Met the wife in college way back when we still had to walk across the street to get somewhere. I ditched classes all the time and she was sick so we got thrown into a group project together with another friend of mine that liked ditching class with me.

Asked her out and the rest is history, btw when I asked her out she was still in a relationship that was just ending, even helped her move out of the other guys place into our own place. While I on the other hand was trying to sleep with anything that walked on 2 feet, breathed and had breasts and didn't have a package downstairs.

Fast forward to a year later she graduates and I still have a year left (we're the same age but she's alot smarter and skipped a grade in high school) so we decided to be friends and she would go back home to the east coast until I graduated and then we can decide if we still wanted to be together. I did miss her alot but yes I did sleep with other girls in my last year..Comon, senior year in college and practically single. And we also discussed that whatever happened during that time apart was never to be discussed or brought up. So who knows what she might have been doing but knowing my wife, probably nothing.

I graduate and we decide to pick up where we left off, she never knew of the 5 or 6 (not too sure because a couple of those I was dead drunk) girls during my senior year but we already had an arrangement and I thought I had my fun in college and this is it and it's time to settle. Propose at my graduation party, she says yes and we're happy.

Engagement takes a couple of years (3 years) and we finally push for a date with pressure from both our parents. Wedding plans are made and blah, blah, blah. Start working later (family business) and she's busy with preparing all the wedding stuff with my input.

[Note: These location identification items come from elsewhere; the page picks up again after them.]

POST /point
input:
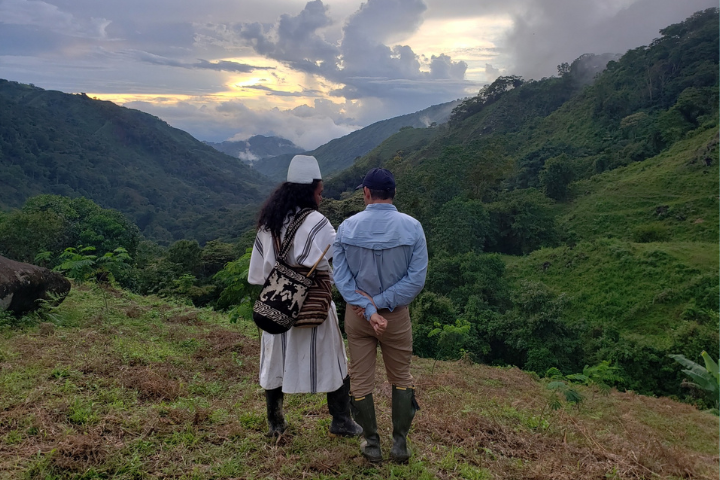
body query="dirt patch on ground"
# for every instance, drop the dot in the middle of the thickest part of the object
(221, 341)
(190, 318)
(157, 383)
(78, 452)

So a cousin (the toxic person) decides to take me out for a little bachelor party, my money his fun places. It's ok, we go and drink, have fun and I'm only there for the drinks. Well, we meet 2 girls and they are regulars there, get to talking just for fun, didn't make much of it at the beginning and the OW thought I was gay because my cousin had told her I was so she was hitting me big time trying to turn me straight. OW never knew I was married either until the very end.

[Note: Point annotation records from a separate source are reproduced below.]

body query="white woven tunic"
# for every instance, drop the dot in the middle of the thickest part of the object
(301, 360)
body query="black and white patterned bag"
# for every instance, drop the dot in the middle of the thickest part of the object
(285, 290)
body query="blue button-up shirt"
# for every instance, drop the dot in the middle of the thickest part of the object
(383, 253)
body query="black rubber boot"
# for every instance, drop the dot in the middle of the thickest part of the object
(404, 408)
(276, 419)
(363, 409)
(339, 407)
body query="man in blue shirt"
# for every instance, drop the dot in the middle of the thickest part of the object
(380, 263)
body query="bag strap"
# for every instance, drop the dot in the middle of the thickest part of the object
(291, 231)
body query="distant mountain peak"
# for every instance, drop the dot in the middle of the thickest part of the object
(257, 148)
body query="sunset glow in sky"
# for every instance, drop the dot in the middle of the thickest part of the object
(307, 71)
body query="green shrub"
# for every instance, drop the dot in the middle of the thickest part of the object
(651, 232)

As we meet more and more at this bar (at least 2-3 times a week), things get friendlier but I still thought of it only as having a little fun and getting my ego stroked by this woman. Wife is too busy with the wedding to really notice and I used the work excuse to hit the bar so she (soon to be wife) didn't suspect anything at this point.

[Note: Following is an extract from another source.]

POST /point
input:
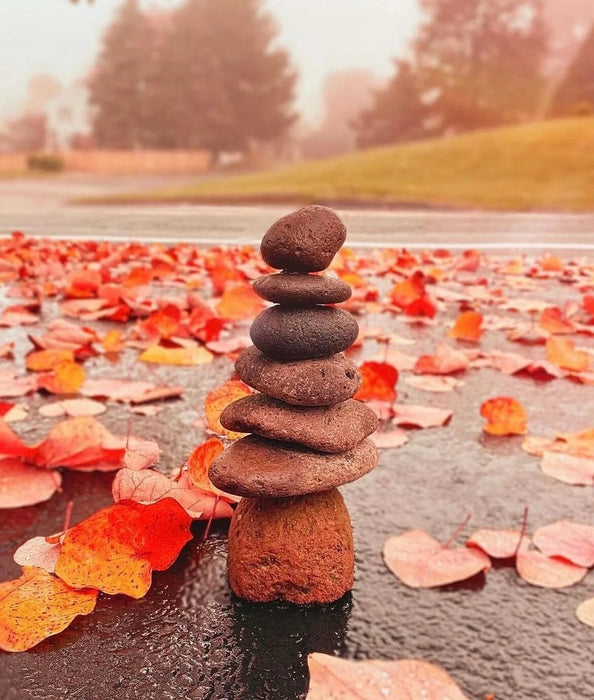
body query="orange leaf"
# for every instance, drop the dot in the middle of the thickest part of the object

As the friendly chats continue I start to get fascinated with this OW. She was exactly like me and we had alot of things in common while my wife is the total opposite of me. Had to do a Vegas trip for work so of course you know what happens we take the 2 girls with us, toxic cousin invited them along and I just kept my mouth shut and went along with it. Nothing happened on this trip, 2 separate rooms although it could have. I think my cousin c-blocked me because he knew I could have gotten some and he wasn't getting any but whatever.

So it was just a trip for work and some play but no hanky panky on anyone's part.

BTW those cheaters who say they can't remember specifics, I always call Bull S*** because I can remember almost everything from my 3 month affair down to the letter if I wanted to recall it. Not exact dates but events, so they're full of "S" if they say they can't remember. And alot of those times I was pretty buzzed or drunk.

Also notice how in this part there is almost nothing about my wife, because at this point there really wasn't anything about the soon to be wife, it was all about the OW from this point on and I didn't even realize it until it was too late.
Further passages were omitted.